Pages: 1 ... 91 92 [93] 94 95 ... 107
1381
DF Gameplay Questions / Re: Getting Tilesets to works on the mac
« on: March 04, 2009, 12:11:15 am »
Well, I've been using Photoshop, which isn't an accessible tool for all, but it works like a charm.

Open your file, go to 'Save As', Format 'BMP', choose Windows, 24 bit. Just works.

Have you tried GraphicConverter? It's ancient and kludgy, but it's great at stuff like this.

1382
DF Dwarf Mode Discussion / Re: Whats the minimum size for a bedroom?
« on: March 03, 2009, 11:24:08 pm »
Who likes to climb over furniture? 2x3 personally as a minimum. C'mon, that's 1200 tiles (20x60) for a 200 dwarf fortress.

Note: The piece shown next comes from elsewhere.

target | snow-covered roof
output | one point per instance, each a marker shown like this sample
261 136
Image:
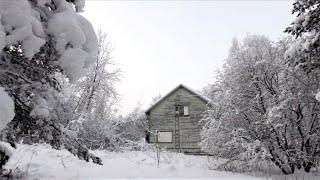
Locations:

Cheapskates...

1383
DF Gameplay Questions / Re: I need to knock out my champion
« on: March 03, 2009, 06:15:04 pm »
Remove the grasper tag from hands.

So once it's dropped then (since nobody can pick anything up...) I just make sure he's not equipped for crossbow, change the tag back and you think that'll take care of it?

1384
DF Dwarf Mode Discussion / Re: Armorsmith training
« on: March 03, 2009, 03:22:50 pm »
Stacking the odds in favor of an armorsmith mood is more time-efficient, and the artifacts are by far the most useful you'll ever have.  Unless people know a use for artifact crafts that I don't?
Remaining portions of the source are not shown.